John CASKEN (b.1949)
Violin Concerto [30:44];
Concerto for Orchestra [19:33]
Orion Over Farne [23:34]
Sophia Jaffé (violin)
Hallé Orchestra/Markus Stenz
rec. Hallé St Peter’s, Manchester, 2-4 March 2013 (Violin Concerto; Concerto for Orchestra); 28-29 November 2013 (Orion Over Farne).
NMC RECORDINGS NMC D189 [74:40]
This is one of a number of CDs issued this year (2014) by NMC. They mark a quarter century of giving voice to contemporary British music. While Adès and Turnage have found acceptance with conventionally accepted 'major' labels NMC continue to offer a vital home to others, including John Casken.
NMC also have other Casken discs, including his opera Golem (NMC D113) and one coupling the orchestral works Maharal Dreaming (1989), Cello Concerto (1991) and the evocatively titled Darting the Skiff for strings (1993) (NMC D086). He is a far from unfamiliar presence if you follow the BBC Proms and other commissions but he is by no means a household name.
The Violin Concerto is fashioned around the journey of the central character in Casken's opera God's Liar which is in turn based on a Tolstoy novella: Father Sergius. Of the three movements the first is in a language that has about it the glimmer of Szymanowski though not quite as sultry. Its progress and curve proceeds in a way that feels instinctive rather than measured. There are a number of moments of instantly beautiful music which you know will spell attraction for the rest as one listens. The finale is more belligerent and in its crash and grit tracks back to the conventions of modern music; this after the shimmering invention of the first two movements. I am not sure that much is to be gained by linking the movements to the incidents of the opera. The concerto must stand on its own two feet and this it does.
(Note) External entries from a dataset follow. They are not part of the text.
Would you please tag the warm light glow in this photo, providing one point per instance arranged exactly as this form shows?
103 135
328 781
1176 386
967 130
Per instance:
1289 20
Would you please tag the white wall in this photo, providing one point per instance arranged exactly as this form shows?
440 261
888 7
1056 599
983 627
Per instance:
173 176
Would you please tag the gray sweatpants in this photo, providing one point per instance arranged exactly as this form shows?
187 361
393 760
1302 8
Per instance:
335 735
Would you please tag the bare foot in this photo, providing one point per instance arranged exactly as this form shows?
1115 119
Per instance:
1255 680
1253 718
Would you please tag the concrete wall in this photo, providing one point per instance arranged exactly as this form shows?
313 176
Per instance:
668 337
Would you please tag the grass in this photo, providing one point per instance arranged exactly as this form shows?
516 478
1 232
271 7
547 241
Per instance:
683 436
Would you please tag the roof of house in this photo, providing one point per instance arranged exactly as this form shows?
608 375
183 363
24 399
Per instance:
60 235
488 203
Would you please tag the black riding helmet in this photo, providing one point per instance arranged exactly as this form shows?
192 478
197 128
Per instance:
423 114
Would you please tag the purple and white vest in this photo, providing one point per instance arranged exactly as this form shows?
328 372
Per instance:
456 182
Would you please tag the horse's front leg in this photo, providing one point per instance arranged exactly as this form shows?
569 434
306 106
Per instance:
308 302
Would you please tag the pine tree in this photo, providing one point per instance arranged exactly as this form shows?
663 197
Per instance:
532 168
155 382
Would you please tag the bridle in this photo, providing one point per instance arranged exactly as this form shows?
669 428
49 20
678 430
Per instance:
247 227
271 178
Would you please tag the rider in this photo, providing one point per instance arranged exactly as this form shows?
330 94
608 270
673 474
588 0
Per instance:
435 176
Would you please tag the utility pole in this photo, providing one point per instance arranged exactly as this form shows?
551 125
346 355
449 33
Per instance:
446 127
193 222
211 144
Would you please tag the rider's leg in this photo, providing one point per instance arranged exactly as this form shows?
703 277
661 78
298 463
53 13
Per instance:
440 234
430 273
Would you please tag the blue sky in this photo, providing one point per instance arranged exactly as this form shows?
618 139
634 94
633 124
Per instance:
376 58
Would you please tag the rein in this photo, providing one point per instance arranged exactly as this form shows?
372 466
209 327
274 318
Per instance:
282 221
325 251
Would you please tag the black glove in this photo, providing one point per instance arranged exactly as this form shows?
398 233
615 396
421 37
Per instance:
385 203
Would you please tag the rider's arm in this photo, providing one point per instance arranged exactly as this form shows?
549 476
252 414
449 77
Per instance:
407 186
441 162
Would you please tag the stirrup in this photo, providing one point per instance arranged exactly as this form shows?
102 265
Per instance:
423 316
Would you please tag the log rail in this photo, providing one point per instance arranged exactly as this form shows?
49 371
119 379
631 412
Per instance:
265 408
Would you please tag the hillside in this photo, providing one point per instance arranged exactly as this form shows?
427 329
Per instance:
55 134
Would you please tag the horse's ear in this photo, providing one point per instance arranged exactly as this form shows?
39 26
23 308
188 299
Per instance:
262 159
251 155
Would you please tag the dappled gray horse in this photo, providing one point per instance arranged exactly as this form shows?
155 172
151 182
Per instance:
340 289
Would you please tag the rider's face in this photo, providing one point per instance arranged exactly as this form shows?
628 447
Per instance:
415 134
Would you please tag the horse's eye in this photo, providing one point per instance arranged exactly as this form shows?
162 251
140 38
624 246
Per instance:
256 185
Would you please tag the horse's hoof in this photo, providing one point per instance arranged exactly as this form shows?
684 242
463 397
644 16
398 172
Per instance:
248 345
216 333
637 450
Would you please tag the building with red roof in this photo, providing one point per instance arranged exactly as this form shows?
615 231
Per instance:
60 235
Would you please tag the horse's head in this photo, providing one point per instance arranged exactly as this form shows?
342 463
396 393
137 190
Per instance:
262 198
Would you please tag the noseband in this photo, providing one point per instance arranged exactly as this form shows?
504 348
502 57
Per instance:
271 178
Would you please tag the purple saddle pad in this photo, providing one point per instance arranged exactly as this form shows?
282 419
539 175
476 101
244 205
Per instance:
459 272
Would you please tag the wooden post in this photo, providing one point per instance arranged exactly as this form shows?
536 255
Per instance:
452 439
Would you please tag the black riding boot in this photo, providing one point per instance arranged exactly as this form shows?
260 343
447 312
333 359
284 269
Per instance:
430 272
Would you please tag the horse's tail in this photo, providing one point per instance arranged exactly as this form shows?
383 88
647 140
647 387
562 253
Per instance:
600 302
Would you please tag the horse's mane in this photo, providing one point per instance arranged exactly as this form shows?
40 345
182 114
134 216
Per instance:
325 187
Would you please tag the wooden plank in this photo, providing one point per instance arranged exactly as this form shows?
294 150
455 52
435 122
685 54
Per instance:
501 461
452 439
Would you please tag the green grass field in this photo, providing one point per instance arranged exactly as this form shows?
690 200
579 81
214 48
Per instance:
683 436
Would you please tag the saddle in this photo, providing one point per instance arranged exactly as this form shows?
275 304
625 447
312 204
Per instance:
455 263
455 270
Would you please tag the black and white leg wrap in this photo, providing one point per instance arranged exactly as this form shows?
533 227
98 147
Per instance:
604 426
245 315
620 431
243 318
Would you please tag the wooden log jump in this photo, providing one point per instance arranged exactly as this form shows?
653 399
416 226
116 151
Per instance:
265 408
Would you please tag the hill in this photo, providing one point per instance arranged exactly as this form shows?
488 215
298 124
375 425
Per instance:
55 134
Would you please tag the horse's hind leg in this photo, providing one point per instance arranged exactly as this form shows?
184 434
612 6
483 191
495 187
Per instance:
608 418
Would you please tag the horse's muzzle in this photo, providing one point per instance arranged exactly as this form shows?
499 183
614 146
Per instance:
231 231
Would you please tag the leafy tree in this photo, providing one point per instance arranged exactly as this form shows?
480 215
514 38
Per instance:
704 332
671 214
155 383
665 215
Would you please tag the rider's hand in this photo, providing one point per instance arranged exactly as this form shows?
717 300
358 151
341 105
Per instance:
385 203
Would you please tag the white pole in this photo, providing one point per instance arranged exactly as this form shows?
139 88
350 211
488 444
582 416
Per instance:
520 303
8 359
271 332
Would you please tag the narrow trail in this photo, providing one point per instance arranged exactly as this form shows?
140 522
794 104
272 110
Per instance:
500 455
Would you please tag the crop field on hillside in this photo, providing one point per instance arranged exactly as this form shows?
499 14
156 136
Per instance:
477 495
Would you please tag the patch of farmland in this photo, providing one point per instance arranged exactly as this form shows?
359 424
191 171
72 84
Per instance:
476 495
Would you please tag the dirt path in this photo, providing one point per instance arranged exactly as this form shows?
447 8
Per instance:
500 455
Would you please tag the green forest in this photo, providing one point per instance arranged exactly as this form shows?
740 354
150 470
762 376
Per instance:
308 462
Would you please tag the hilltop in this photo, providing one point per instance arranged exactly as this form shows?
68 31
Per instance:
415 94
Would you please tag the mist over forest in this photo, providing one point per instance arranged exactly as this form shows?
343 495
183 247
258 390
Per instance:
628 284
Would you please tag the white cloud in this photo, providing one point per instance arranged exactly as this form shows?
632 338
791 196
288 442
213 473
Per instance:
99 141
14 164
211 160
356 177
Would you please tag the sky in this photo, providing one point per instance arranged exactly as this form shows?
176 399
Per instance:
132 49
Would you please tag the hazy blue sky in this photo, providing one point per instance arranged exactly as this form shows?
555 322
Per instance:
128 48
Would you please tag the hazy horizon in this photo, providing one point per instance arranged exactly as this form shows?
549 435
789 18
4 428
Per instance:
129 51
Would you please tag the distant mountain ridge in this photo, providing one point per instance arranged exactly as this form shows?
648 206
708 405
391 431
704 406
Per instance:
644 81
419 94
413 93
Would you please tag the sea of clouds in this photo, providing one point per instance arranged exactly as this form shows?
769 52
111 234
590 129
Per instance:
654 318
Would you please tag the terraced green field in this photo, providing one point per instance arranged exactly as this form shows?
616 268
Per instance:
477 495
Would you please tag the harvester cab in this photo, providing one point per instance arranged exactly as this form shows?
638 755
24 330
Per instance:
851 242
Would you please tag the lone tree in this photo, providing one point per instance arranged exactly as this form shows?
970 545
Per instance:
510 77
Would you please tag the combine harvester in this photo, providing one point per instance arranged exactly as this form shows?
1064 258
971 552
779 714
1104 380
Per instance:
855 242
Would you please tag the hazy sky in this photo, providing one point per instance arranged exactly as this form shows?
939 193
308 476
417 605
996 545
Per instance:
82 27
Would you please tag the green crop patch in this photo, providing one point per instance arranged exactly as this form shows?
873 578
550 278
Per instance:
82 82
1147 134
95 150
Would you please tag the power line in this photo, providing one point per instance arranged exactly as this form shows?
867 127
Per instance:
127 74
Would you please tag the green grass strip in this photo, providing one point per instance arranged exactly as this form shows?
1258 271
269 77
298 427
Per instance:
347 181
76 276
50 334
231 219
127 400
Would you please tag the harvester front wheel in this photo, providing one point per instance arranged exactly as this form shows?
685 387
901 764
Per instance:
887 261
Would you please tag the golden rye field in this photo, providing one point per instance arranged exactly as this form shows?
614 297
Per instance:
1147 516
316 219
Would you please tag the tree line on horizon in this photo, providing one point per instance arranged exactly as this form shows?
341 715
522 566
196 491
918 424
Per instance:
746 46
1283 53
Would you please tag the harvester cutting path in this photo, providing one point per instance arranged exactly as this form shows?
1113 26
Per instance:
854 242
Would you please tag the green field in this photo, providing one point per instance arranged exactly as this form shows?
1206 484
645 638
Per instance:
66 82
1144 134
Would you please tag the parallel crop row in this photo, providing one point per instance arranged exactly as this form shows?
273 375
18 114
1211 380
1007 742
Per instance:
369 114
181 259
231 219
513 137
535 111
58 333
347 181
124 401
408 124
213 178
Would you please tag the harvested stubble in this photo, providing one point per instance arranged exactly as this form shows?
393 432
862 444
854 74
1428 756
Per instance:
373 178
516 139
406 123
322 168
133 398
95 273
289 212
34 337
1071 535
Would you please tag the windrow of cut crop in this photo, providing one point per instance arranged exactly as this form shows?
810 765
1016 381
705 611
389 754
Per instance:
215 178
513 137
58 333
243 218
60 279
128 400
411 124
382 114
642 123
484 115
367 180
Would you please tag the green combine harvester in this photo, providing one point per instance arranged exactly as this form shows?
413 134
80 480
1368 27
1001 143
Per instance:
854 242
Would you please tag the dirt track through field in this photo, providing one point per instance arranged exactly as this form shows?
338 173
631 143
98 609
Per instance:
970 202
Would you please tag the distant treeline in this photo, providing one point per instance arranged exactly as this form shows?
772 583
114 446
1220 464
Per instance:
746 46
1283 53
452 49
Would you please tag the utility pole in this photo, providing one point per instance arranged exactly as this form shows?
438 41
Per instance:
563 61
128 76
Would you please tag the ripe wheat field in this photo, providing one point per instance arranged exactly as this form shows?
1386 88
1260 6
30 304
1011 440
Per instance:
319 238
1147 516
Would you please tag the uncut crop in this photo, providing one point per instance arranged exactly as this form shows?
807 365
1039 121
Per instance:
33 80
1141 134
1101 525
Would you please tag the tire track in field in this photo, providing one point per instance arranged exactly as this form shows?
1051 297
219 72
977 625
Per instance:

With the Concerto for Orchestra one knows that Casken is in a familiar comfort zone. He is, after all, something of a mage when it comes to writing for orchestra. Light and air play through its pages and not once is there anything approaching congestion. The textures are soloistic and chamber-music transparent. The trill, grunt and cadential rills of this piece occupy a modern hinterland in which shining fragments proceed one after another in the sort of display one expects from a work with this title. It's organised into two movements which here are laid out in four tracks. Casken writes that he considered calling it a 'symphony'. He was right to stand back from that because its overall tenor is one of impressive brilliance rather than symphonic moment. That said, there are parts of the adagio (tr. 6) that have a symphonic charge to them.
Casken has a knack for really good titles, as Maharal Dreaming and Darting the Skiff indicate. Orion Over Farne - pretty much a tone poem - is further testimony to that gift. David Matthews and Anthony Payne have also kicked against the pricks of fashion by writing tone poems. Casken joins that company. Orion over Farne is Casken's first purely orchestral work since Tableaux des Trois Ages (1977). It is dedicated to Witold and Danuta Lutosławski and dates from 1984. Its near-24 minutes are set out here in four sections which in the score carry superscriptions from the legend of Orion the Hunter. It also carries the inspiration of the Northumbrian landscape - specifically the magical Farne Islands where both St Aidan and St Cuthbert made their homes. The otherworldliness of the place has exercised its spell over this music in confluence with that of the Orion story and a striking poem by Basil Bunting where musical imagery meets references to landscape and specifically to Farne. Given its 1980s provenance this work is prone to late-Stravinskian episodic waywardness, rushing, expostulation and protest. Casken is here at his most modernistic by comparison with the much more recent and entrancing Violin Concerto. The shimmering threat and mysticism is palpable in the final section and is perhaps inspired by the Aurora Borealis in much the same way as Eduard Tubin's Sixth Symphony is so inspired.
I should add that for 89p you can download from NMC Casken's second oboe concerto Apollinaire's Bird. It's available at the NMC online shop.
This disc represents another piece of elite advocacy by NMC for a contemporary British composer who still allows house-room to imagination. Fascinating generally, but the Violin Concerto stands out in this company.